Damn. That actually sounds incredible! There is something that needs to be pointed out though. The Raid was this very tight blitz of action, but its follow-up was a sprawling crime story. Some people really enjoyed this escalation, but others didn’t like it. And given the plot description above, you would think that a potential The Raid 3 would increase that sprawl. However, Evans actually claims that he was aiming for a lean 95-minutes, which he knows would not have been to the liking of some.

I definitely think it would have pissed off an awful lot of people. So maybe now they know what I had planned, people will be like, ‘You know what, don’t worry about The Raid 3, we’re good!

I’m one of those people that really enjoyed the escalation, and I’m not good though. Not because of a slimmed-down runtime, but because I really want to see this movie now. It sounds absolutely badass. So what happened though? Why didn’t Evans make The Raid 3 back then? Well, initially he planned to after working on Blister, an action production he spent 18-months of development time on only for it to fall apart. And it was that failure prompted him to switch gears for a bit.

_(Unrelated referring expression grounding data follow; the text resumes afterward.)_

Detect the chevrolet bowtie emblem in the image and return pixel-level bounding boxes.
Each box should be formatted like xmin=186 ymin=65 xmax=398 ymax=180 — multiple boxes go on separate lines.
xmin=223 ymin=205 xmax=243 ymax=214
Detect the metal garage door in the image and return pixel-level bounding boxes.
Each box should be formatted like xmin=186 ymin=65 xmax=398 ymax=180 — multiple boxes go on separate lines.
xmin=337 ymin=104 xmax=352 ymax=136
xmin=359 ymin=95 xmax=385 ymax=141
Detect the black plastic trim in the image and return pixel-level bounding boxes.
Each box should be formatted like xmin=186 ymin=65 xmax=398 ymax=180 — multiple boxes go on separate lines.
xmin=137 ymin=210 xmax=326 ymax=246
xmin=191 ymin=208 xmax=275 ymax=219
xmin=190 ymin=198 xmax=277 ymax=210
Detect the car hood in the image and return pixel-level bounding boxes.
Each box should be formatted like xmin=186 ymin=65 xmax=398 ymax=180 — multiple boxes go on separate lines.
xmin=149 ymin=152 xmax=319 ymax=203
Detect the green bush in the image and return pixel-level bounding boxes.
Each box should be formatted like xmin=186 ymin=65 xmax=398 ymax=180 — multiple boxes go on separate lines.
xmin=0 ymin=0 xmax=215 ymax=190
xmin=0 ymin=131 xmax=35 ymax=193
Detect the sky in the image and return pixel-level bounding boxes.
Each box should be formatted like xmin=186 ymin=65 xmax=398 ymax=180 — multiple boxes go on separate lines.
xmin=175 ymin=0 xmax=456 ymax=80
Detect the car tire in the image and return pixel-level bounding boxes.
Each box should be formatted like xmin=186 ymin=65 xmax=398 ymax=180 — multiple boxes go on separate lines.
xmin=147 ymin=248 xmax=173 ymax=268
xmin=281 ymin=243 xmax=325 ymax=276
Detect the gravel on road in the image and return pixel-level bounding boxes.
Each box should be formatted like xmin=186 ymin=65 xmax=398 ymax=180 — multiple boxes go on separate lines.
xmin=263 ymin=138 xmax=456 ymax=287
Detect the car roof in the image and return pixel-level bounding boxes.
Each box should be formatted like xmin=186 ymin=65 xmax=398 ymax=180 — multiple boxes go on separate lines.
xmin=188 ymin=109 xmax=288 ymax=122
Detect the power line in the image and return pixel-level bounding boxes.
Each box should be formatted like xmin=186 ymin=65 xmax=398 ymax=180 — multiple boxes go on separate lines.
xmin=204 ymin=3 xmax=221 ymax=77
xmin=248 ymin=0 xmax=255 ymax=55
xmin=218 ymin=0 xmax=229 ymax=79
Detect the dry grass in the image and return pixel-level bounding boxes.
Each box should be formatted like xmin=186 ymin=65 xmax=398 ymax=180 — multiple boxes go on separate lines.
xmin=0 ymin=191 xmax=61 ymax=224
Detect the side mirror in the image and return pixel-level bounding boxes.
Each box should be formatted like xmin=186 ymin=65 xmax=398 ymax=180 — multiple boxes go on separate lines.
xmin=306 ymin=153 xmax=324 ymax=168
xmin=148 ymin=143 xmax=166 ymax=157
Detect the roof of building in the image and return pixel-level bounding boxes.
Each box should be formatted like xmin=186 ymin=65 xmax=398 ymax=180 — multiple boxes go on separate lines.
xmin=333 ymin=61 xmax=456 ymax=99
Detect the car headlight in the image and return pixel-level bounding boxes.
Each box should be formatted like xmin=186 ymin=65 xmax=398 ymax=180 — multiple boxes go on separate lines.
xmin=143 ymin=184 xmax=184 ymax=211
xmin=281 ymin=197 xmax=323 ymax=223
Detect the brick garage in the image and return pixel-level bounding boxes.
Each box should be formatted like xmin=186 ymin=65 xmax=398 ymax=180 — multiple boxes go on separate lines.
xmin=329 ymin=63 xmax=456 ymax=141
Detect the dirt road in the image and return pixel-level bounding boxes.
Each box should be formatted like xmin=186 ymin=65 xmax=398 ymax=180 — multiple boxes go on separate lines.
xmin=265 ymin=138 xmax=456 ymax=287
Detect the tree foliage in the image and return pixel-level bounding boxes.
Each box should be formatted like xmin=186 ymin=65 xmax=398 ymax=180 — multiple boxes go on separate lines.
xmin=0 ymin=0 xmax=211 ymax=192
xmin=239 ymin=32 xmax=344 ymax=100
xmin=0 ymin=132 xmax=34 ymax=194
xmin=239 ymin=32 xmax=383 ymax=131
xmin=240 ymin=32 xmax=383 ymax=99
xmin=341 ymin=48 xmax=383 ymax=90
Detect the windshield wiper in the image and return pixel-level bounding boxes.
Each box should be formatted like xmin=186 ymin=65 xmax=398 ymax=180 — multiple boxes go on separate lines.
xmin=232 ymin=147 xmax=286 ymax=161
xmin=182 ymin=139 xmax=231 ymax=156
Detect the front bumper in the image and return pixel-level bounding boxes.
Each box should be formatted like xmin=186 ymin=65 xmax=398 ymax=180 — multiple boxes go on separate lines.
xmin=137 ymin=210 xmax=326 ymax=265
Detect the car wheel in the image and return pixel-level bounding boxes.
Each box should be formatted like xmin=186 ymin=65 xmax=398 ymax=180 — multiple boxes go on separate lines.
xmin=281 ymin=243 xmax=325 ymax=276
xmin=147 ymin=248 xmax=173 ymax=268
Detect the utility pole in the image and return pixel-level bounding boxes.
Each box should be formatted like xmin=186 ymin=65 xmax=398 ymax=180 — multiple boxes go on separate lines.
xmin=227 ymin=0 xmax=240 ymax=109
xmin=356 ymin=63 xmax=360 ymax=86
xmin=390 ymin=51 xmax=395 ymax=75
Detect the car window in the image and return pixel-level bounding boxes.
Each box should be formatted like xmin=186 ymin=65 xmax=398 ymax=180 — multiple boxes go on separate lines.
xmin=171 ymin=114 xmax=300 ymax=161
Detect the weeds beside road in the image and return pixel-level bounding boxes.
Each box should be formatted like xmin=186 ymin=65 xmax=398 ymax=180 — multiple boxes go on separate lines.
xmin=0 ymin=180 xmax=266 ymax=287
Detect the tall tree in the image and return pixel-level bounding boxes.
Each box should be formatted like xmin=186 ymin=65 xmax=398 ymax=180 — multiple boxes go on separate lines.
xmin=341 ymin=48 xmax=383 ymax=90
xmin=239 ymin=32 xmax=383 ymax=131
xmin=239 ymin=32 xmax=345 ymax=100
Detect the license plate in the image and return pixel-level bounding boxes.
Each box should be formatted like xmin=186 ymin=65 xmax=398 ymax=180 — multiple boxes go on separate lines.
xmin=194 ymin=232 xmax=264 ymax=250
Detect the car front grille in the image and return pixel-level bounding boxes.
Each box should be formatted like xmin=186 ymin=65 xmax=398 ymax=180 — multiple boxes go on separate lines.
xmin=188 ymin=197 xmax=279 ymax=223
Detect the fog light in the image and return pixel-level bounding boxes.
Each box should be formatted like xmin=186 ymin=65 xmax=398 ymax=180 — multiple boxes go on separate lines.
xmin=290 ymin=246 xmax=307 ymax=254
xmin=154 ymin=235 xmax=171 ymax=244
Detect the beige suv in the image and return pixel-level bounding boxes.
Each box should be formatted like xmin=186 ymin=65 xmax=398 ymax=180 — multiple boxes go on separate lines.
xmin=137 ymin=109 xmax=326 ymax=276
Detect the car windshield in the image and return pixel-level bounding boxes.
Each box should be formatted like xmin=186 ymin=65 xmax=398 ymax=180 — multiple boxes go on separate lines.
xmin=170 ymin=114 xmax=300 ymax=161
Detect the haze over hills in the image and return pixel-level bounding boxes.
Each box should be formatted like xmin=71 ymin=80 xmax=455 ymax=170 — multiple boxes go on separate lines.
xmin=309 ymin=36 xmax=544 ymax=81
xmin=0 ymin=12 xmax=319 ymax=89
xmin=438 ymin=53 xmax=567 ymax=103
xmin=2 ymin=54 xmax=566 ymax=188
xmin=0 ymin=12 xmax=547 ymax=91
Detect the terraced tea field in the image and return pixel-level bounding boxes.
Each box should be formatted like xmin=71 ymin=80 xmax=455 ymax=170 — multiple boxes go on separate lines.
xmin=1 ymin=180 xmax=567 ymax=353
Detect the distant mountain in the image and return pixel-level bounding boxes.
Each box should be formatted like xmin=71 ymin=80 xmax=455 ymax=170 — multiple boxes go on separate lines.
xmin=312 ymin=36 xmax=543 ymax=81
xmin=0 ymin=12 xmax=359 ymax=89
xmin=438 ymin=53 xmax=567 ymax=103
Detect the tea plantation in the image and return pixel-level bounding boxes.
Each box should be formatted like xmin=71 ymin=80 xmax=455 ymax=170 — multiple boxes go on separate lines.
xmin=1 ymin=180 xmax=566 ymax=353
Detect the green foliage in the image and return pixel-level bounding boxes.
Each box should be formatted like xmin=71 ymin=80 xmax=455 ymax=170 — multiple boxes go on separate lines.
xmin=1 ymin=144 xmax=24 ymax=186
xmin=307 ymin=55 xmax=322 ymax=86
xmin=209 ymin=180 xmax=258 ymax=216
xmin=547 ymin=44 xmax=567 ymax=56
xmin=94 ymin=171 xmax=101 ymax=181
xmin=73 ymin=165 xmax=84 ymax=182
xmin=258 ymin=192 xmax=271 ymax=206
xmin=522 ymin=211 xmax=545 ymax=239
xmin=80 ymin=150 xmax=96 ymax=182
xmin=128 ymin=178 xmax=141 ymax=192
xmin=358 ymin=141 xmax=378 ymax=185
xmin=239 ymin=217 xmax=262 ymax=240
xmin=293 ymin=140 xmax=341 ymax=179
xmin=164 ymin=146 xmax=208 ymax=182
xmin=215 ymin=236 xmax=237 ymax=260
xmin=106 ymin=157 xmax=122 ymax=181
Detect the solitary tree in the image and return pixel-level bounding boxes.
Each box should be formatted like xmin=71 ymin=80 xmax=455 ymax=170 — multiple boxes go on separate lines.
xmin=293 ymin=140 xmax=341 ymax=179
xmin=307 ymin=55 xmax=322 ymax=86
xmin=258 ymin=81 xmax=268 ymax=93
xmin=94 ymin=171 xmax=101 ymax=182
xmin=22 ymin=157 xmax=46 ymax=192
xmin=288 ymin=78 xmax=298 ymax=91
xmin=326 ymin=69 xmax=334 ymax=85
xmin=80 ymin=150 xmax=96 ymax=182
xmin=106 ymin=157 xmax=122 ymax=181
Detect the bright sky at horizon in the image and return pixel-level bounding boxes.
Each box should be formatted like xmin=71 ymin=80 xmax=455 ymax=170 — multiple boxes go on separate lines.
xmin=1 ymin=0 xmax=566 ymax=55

Before I knew it, I was five years down the line, I’d made Apostle, we were starting to get production going on Gangs Of London. I couldn’t see myself going back out to make The Raid 3. My interests had moved on to other projects. You work with other people, you meet other people and want to work with them again, you want to try different things, you find a story that suddenly captures your attention and that’s the thing you want to do next. Things get offered to you that are hard to pass up on.

While I wasn’t as hot on Apostle (it’s good, but not great), my hype levels are currently through the roof for the upcoming Gangs of London. Yes, it’s nowhere close to being a stand-in for The Raid 3, but right now I’ll take any Gareth Evans magic that I can. And tonight, and probably a few more times for the foreseeable future, I’ll probably have very vivid and violent fanboy dreams about Japanese death squads in a jungle in Southeast Asia.